Q2: Sensitivity of host fitness and infectivity responses to stress
We contrasted fitness and infectivity effects of stressors on infected hosts. The full model, including stressor type, response trait, and their interaction, had the lowest AICc score (Table S4). In this model, the interaction arose not only due to differential sensitivity of fecundity and survivorship responses to stressor type but also because the direction of infectivity responses only aligned with fitness responses for endogenous environmental stressors (Table S5; Fig. 3). Effects of resource limitation differed between response variables (fecundity vs. intensity: p < 0.001; fecundity vs. prevalence: p = 0.006; survivorship vs. infection intensity: p = 0.010; and survivorship vs. prevalence: p > 0.05). When resources were limited, not only was host fecundity reduced (as noted in Q1), but infection intensity was also reduced (Table S5; Fig. 3). In contrast, chemical pollution impacted survivorship more than either proxy of infectivity (survivorship vs. infection intensity: p = 0.024, survivorship vs. prevalence: p = 0.018). We found that pollution decreased both host survival and pathogen prevalence (Table S5). Finally, perturbation of the endogenous environment tended to decrease host survival and increase pathogen intensity, both of which had negative consequences for host fitness and health (Table S5; Fig. 3, all infectivity vs. fitness contrasts p > 0.05; however, survivorship vs. prevalence: p = 0.057).

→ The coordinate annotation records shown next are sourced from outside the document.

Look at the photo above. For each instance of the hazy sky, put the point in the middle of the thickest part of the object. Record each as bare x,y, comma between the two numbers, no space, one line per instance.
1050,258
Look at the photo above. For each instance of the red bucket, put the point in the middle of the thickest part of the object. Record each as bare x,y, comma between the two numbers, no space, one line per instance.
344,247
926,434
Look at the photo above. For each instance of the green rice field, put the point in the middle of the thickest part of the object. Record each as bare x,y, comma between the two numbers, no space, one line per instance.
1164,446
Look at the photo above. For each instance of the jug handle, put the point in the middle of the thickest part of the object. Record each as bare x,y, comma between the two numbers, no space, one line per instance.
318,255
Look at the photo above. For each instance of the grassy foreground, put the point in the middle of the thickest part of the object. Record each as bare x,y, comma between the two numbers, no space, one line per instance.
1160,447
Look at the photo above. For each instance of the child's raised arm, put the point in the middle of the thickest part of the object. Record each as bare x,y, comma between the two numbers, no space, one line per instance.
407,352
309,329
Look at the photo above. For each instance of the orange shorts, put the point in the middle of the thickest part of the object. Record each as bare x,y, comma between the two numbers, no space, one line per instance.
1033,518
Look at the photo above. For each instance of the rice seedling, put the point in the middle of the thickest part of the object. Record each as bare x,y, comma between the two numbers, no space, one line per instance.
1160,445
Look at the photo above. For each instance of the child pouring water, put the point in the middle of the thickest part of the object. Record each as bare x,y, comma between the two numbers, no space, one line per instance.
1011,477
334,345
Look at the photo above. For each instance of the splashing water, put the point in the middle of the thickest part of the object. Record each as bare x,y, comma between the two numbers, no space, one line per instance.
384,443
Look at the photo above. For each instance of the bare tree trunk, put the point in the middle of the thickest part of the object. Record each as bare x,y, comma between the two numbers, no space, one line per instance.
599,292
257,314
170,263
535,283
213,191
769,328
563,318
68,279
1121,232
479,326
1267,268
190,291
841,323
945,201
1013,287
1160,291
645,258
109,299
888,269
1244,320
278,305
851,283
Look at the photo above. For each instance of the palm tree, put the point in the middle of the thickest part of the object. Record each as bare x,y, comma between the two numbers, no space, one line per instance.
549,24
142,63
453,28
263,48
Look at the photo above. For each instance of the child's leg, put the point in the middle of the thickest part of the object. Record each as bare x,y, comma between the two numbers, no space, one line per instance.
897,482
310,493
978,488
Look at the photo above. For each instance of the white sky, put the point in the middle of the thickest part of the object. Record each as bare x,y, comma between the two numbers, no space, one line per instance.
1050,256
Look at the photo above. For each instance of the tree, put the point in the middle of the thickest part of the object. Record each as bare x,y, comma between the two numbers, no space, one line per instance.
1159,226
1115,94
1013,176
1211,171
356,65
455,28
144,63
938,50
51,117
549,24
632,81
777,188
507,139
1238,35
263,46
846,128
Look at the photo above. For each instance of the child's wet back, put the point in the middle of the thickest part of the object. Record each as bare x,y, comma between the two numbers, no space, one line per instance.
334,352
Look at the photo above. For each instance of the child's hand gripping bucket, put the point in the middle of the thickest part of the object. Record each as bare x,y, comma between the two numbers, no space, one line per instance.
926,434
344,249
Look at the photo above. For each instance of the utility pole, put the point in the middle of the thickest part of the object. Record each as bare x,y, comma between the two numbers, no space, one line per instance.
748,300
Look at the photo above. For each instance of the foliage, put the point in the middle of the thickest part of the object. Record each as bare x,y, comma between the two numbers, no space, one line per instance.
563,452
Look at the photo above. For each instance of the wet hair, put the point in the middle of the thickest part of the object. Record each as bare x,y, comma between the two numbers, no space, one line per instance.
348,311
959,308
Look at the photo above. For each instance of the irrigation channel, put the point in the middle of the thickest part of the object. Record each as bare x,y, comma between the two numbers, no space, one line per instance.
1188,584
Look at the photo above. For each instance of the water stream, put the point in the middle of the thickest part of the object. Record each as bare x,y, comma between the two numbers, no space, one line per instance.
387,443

We obtained a similar pattern of interaction among stressors and fitness and infectivity responses when the RVE was used to account for non-independence of sampling errors (Fig. S6). Despite these contrasting effects of moderators, heterogeneity remained high (total I2 = 90.26%), both between (I2 = 64.11%) and within (I2 = 25.15%) experiments.

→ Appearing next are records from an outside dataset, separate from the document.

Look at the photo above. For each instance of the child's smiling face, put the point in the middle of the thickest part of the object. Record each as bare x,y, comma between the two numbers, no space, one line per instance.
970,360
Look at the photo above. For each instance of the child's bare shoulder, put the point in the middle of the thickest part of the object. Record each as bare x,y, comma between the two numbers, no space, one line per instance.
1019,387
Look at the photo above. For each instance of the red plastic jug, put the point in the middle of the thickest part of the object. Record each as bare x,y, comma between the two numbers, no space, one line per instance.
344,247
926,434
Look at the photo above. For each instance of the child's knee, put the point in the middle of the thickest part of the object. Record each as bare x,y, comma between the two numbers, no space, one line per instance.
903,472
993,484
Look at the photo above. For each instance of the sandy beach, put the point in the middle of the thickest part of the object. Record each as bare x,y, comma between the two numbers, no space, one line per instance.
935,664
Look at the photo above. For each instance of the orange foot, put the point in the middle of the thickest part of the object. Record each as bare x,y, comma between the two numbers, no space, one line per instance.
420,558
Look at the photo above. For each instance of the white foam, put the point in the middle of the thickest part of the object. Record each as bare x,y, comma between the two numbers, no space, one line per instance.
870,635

Effects of stressors on host fitness and infectivity traits also depended on environment and mode of pathogen transmission. While the negative effect of resource limitation on host fecundity was consistent in both environments, resource limitation only lowered pathogen intensity for aquatic hosts (Table S6; Fig. S7). Similarly, chemical pollution reduced pathogen prevalence, and endogenous environmental stressors reduced host survivorship and increased infection intensity in aquatic but not terrestrial hosts (Table S6; Fig. S7). For host-pathogen systems with indirect transmission modes, resource limitation decreased host fecundity and pathogen intensity, and chemical pollution reduced host survival and pathogen prevalence (Table S7; Fig. S8). While effects of endogenous environmental stressors were generally consistent between transmission modes, mortality was more pronounced in hosts exposed to pathogens with direct transmission (Table S7; Fig. S8). Although our results show potential distinctions and similarities between environments and transmission modes, we note that most effects were from aquatic (495 of 686) and indirect transmission (509 of 686) systems, possibly biasing our findings towards these systems.